Hier, je suis allé faire quelques
courses. Quelle inconscience diront certains ! Je suis même
sorti une deuxième fois dans la soirée et une troisième ce matin,
quelques secondes seulement certes, mais ça n’en fait pas moins de
moi un dangereux criminel. Ces deux dernières
escapades s’expliquent par l’entêtement que mettait ma poubelle
à refuser d’obéir à l’injonction que je lui fis d’aller se
positionner au bord du trottoir en vue de la collecte d’ordures du
matin puis à l’ordre que je lui donnai de rentrer une fois
celle-ci faite. Je n’ai durant ces deux infractions (je n’avais
pas sur moi d’attestation de déplacement dérogatoire) croisé ni
même aperçu personne. Il serait cependant étonnant que j’aie pu,
ce faisant, contaminer qui que ce soit ou me trouver contaminé.
Ces
actions irresponsables seront blâmées par les ayatollahs du
confinement qui, à mon sens, n’ont pas bien compris en quoi
celui-ci consistait ni les buts qui sont les siens. Si j’ai bien
suivi, il s’agit de réduire au maximum les contacts entre humains
et ainsi de retarder la progression d’une contamination
difficilement évitable et d’éviter l’engorgement des services
de soins. Sortir n’est donc pas une faute en soi et d’autant
moins que ce faisant on respecte les recommandations de sécurité.
Ce qui se trouve être le cas dans le petit coin de France que
j’habite.
Donc,
bravant mes peurs (ce qui fut d’autant plus facile que celles-ci
sont très modérées) , et porteur de l’attestation idoine, je me
rendis d’abord à la poissonnerie, passai par la supérette avant
de me rendre à la boulangerie.
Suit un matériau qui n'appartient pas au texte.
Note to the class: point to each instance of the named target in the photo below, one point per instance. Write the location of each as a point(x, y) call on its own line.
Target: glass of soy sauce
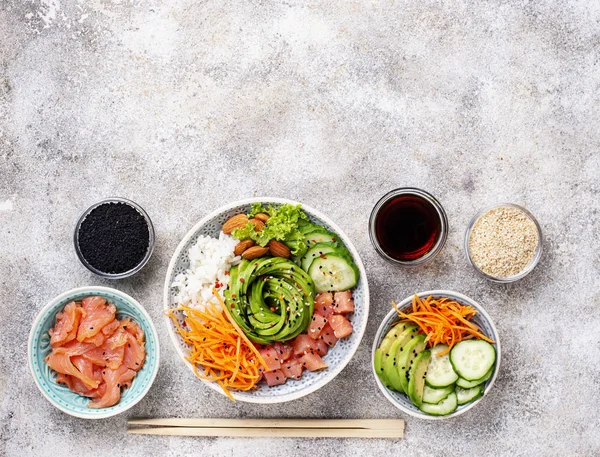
point(408, 227)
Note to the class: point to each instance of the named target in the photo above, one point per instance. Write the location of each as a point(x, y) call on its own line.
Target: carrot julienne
point(222, 350)
point(443, 321)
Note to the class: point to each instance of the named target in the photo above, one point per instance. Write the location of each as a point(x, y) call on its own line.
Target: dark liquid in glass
point(407, 227)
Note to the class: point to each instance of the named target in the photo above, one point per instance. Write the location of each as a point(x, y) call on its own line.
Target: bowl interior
point(336, 358)
point(481, 319)
point(59, 395)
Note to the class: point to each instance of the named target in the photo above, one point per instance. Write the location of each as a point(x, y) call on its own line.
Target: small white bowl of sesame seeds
point(504, 242)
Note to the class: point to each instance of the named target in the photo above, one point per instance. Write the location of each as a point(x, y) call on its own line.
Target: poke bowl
point(59, 395)
point(442, 398)
point(270, 388)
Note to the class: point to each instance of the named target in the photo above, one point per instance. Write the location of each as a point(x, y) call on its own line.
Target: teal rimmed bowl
point(39, 347)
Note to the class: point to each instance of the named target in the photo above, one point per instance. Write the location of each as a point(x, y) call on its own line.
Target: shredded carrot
point(219, 346)
point(443, 320)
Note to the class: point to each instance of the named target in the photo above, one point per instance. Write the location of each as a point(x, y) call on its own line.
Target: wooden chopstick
point(298, 428)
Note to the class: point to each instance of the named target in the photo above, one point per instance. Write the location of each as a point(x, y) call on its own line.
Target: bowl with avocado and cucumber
point(436, 354)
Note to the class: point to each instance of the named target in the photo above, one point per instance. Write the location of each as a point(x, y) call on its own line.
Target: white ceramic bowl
point(337, 357)
point(481, 319)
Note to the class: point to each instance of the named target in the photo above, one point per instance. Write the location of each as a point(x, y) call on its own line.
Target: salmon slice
point(61, 363)
point(106, 357)
point(87, 368)
point(74, 348)
point(134, 329)
point(135, 353)
point(67, 323)
point(97, 315)
point(114, 379)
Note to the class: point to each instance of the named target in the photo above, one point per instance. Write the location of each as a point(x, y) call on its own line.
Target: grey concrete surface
point(184, 106)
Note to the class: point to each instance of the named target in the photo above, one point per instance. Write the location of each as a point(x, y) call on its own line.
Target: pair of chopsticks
point(280, 428)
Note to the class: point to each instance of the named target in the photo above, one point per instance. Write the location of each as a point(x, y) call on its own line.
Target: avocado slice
point(409, 353)
point(379, 368)
point(416, 383)
point(385, 346)
point(390, 366)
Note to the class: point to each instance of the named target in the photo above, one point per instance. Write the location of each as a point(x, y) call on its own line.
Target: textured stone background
point(184, 106)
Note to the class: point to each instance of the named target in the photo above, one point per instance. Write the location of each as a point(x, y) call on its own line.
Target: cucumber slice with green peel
point(409, 352)
point(440, 372)
point(465, 396)
point(321, 250)
point(468, 384)
point(379, 368)
point(333, 273)
point(416, 383)
point(434, 396)
point(391, 349)
point(447, 406)
point(320, 235)
point(472, 359)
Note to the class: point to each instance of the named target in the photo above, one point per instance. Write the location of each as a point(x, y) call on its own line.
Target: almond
point(235, 222)
point(258, 224)
point(278, 249)
point(262, 217)
point(254, 252)
point(242, 246)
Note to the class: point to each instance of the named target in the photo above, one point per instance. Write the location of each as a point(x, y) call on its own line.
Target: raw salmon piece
point(117, 339)
point(61, 363)
point(343, 302)
point(316, 325)
point(275, 378)
point(135, 354)
point(271, 357)
point(284, 351)
point(87, 368)
point(111, 328)
point(324, 304)
point(328, 336)
point(303, 344)
point(292, 369)
point(106, 357)
point(114, 379)
point(341, 326)
point(97, 315)
point(74, 348)
point(67, 323)
point(134, 329)
point(312, 362)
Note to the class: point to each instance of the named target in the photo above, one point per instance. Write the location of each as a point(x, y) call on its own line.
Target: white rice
point(210, 258)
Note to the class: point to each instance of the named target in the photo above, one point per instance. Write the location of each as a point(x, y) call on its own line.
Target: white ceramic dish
point(337, 358)
point(481, 319)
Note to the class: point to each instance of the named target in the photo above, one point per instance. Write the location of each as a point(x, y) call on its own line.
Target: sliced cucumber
point(416, 383)
point(320, 250)
point(446, 406)
point(333, 273)
point(472, 359)
point(412, 348)
point(465, 396)
point(320, 235)
point(440, 372)
point(434, 396)
point(468, 384)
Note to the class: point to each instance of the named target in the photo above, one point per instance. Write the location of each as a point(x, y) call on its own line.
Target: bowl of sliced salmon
point(93, 352)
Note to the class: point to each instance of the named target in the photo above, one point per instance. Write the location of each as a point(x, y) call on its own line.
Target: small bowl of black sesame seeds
point(114, 238)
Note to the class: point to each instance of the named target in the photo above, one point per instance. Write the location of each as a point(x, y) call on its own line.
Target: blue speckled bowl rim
point(334, 370)
point(389, 318)
point(92, 290)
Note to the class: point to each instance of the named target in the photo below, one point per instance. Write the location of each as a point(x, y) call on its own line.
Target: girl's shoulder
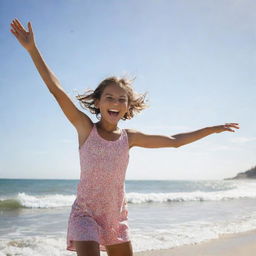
point(131, 134)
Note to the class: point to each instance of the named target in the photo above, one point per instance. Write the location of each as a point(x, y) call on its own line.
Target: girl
point(99, 217)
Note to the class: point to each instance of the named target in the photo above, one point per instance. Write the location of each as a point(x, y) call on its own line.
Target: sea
point(162, 214)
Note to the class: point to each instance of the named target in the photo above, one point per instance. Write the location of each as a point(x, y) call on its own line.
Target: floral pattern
point(100, 211)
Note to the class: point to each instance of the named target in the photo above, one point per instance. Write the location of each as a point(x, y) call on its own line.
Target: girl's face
point(113, 98)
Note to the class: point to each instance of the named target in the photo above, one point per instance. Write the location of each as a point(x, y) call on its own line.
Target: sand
point(241, 244)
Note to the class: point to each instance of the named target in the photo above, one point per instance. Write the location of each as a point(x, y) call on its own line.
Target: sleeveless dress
point(100, 212)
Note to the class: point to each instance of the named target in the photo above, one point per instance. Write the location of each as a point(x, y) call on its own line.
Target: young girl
point(99, 217)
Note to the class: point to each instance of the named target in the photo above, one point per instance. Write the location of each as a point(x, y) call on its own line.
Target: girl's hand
point(226, 127)
point(26, 38)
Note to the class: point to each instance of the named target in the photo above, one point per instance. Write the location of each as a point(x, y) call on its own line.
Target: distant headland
point(250, 174)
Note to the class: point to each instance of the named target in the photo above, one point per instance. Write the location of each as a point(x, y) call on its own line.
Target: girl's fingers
point(19, 24)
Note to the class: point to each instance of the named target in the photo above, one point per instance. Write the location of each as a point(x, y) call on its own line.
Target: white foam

Mes fidèles et attentifs lecteurs
auront noté qu’au lieu de me rendre au Leclerc de Vire comme
d’habitude j’étais resté dans mon village. Et cela parce qu’il
me semblait, et ça s’est vérifié, qu’il était plus simple de
respecter les préconisations sanitaires dans de petits commerces que
dans des grandes surfaces.
Que ce soit à la poissonnerie ou à la
boulangerie, vue l’exiguïté des locaux, un seul client entrait
dans la boutique tandis que les autres attendaient sagement à
l’extérieur à bonne distance les uns des autres. A la supérette,
il y avait un peu plus de monde mais pas au point que les gens ne
puissent garder leurs distances. La caissière dut signaler son
erreur à une pauvre vieille bien gâteuse qui n’avait pas remarqué
que les gens faisaient la queue dans une allée à un mètre au moins
les uns des autres et était venue en toute innocence se coller à
celui qui passait à la caisse. Elle obtempéra. A-t-elle
contaminé ? Fut-elle contaminée ? A part cette entorse,
je ne pus que constater le civisme des gens, ce qui est rassurant.
En
rentrant chez moi, j’eus le cœur un peu serré de voir une vieille
voisine assise sur le pas de sa porte, sans doute dans l’attente de
pouvoir échanger quelques mots avec d’éventuels passants. La
pauvre semble avoir un besoin d’échanges pressant qu’elle
remplissait naguère en parlant de son jardin au restaurateur d’à
côté. L’établissement a fermé… Je plains ceux qui, comme
elle, redoutent la solitude.
Certains
prônent un renforcement du confinement. Il est vrai qu’on pourrait
TOUT arrêter et, pourquoi pas, même les hôpitaux. Bien entendu,
bien des gens mourraient de faim mais certains en bonne santé !
Plus que d’édicter de nouvelles contraintes, il me semble que si
on se contentait de veiller à l’application de celles déjà
imposées, ce serait déjà pas mal. Surtout qu’on ne voit pas
pourquoi il serait plus facile d’imposer des mesures drastiques
quand on ne parvient pas à faire appliquer celles qui existent. Sans
civisme, point de salut. Hélas, il semblerait que pour certains le
mot civisme appartienne à une langue étrangère.